I claim that the cosets of $H\cap K$ in $G$ are
$$
H\cap K, g_1(H\cap K), g_2(H\cap K),\text{ and }g_1g_2(H\cap K).
$$
We can see that $g_1(H\cap K)=(g_1H)\cap K$ as follows: 


*

*Suppose that $a\in g_1(H\cap K)$, then there exists $b\in H\cap K$ so that $g_1b=a$.  Since $g_1\in K$, $g_1b=a\in K$, and we can see, directly, that $g_1b\in g_1H$.  

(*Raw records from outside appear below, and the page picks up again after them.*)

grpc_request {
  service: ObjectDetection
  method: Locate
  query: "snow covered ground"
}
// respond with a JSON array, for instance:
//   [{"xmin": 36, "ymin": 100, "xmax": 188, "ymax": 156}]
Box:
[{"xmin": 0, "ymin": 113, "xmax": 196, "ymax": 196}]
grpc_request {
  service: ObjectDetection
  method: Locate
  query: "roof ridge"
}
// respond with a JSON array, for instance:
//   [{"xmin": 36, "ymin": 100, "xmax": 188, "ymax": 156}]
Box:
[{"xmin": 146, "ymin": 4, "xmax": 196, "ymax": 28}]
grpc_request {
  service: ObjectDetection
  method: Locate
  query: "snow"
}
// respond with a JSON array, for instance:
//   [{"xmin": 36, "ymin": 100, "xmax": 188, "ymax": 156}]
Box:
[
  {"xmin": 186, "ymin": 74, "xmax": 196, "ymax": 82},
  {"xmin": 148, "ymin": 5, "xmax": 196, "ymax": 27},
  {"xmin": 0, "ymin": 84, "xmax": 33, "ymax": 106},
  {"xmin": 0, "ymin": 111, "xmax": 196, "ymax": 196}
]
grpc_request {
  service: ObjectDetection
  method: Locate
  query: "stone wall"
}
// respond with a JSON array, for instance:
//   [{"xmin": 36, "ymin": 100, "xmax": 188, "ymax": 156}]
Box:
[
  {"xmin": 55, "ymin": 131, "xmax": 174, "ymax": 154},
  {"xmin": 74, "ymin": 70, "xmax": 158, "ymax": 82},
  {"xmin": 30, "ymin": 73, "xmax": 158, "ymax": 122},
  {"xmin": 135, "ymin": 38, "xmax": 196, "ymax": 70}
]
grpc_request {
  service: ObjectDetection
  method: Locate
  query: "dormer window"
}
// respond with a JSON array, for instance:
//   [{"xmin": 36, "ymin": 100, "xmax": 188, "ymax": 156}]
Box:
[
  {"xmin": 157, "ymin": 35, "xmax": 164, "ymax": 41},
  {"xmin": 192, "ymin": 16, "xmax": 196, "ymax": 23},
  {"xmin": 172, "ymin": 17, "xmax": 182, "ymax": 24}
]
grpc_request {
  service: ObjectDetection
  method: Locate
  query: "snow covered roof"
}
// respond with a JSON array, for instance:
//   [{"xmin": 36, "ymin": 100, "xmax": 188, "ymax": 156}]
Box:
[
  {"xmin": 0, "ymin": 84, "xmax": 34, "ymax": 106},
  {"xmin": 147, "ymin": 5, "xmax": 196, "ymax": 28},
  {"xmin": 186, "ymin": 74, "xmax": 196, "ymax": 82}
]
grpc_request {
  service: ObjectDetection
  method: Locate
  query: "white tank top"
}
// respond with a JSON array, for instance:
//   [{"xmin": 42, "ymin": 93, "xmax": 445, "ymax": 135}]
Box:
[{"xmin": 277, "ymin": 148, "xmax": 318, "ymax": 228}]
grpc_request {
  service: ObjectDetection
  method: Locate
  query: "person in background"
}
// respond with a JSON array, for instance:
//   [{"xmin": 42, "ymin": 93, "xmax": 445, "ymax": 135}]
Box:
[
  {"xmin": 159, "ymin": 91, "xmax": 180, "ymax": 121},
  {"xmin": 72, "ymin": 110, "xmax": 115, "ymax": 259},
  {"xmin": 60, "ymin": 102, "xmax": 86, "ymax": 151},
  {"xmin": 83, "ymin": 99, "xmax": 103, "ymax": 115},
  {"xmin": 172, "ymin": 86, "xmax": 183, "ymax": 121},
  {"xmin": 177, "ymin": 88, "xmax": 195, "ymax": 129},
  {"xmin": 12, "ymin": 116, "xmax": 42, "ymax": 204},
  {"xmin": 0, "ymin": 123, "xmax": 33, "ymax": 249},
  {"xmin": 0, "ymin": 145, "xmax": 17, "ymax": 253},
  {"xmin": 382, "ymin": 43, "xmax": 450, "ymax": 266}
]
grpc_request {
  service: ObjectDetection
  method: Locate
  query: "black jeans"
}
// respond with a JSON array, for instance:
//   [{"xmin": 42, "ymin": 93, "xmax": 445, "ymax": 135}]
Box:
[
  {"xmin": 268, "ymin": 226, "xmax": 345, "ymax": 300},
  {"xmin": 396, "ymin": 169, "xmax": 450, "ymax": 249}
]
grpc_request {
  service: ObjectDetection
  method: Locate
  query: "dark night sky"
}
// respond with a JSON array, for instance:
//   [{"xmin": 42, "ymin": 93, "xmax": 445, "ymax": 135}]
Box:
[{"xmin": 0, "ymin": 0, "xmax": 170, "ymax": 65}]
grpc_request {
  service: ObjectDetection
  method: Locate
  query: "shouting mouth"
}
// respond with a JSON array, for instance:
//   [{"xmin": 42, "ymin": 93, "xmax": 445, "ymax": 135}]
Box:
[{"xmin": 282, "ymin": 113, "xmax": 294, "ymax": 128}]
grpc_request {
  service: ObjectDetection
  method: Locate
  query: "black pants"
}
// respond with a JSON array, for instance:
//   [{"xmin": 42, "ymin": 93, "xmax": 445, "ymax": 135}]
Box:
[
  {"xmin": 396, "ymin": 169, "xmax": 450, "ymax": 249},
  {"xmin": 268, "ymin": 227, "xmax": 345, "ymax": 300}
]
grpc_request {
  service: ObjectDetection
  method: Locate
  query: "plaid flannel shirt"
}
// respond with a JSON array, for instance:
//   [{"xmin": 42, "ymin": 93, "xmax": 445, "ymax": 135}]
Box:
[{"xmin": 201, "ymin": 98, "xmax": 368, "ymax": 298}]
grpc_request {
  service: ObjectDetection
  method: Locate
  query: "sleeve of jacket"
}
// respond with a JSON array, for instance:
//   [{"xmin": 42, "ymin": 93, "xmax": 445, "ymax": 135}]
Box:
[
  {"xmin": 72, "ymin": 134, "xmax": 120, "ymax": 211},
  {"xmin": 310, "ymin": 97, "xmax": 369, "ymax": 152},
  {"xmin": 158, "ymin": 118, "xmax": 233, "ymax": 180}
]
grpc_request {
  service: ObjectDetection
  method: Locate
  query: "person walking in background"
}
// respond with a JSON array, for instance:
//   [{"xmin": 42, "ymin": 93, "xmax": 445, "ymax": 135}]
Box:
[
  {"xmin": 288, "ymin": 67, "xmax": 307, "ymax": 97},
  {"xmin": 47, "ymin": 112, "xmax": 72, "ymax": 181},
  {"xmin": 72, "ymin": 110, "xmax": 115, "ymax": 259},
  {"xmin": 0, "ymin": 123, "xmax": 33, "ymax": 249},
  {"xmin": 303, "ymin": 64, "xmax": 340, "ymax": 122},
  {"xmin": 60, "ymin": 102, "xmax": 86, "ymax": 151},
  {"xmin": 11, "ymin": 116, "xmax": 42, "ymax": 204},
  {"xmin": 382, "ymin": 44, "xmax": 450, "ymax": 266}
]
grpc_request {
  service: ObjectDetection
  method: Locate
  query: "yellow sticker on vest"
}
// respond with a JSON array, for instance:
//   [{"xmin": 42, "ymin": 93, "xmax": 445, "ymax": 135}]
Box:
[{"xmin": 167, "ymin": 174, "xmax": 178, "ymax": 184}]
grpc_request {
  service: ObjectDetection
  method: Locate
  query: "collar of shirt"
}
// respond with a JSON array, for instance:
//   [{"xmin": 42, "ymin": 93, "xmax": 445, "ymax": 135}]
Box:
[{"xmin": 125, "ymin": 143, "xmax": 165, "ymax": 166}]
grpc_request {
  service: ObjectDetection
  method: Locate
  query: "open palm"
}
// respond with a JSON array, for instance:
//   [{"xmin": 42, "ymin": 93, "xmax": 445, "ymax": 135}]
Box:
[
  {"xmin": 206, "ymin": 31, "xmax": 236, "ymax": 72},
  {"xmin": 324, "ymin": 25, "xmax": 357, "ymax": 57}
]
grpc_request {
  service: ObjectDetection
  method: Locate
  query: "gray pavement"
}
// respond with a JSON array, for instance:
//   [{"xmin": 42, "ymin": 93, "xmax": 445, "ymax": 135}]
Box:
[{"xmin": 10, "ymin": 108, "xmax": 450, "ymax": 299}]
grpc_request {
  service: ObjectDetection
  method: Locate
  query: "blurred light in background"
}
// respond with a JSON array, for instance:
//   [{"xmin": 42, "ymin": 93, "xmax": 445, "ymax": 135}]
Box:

*On the other hand, suppose that $c\in (g_1H)\cap K$, then $c\in K$ and $c=g_1d$ for some $d\in H$.  Since $g_1\in K$, $g_1^{-1}c=d$ is also in $K$.  Hence $d\in H\cap K$ and $g_1d=c$.
Similarly, $g_1g_2(H\cap K)=(g_1H)\cap (g_2K)$ as follows:


*

*Let $a\in g_1g_2(H\cap K)$, then there is some $b\in H\cap K$ such that $a=g_1g_2b$.  Since $g_2\in H$, $g_2b\in H$, so there is some $c\in H$ such that $a=g_1c$.  Hence, $a\in g_1H$.  On the other hand, since $H$ is normal, since $g_2\in H$, there is some $g_1'$ such that $g_1g_2=g_2g_1'$.  Moreover, $g_2^{-1}g_1g_2=g_1'$.  Since $K$ is normal, we know that $g_1'$ is in $K$.  Therefore, $a=g_2g_1'b$.  Since both $g_1'$ and $b$ are in $K$, there is some $d\in K$ such that $a=g_2d$, so $a\in g_2K$.

*On the other hand, suppose that $a\in(g_1H)\cap(g_2K)$.  Then, there are $b\in H$ and $c\in K$ so that $a=g_1b$ and $a=g_2c$.  Since $g_2\in H$, there is some $d$ such that $b=g_2b$.  Hence $a=g_1g_2d$.  On the other hand, since $K$ is normal, we know that $g_2^{-1}g_1g_2\in K$.  Moreover, there is some $e\in K$ so that $c=g_2^{-1}g_1g_2e$.  Therefore, $a=g_2g_2^{-1}g_1g_2e=g_1g_2e$.  By cancellation, $d=e$, so $d\in H\cap K$.  Hence $a\in g_1g_2(H\cap K)$.
Continuing in this way, we can write all of these cosets in this way.  Using the fact that the cosets for $H$ and $K$ partition $G$, we get an explicit partition of $G$ into cosets of $H\cap K$.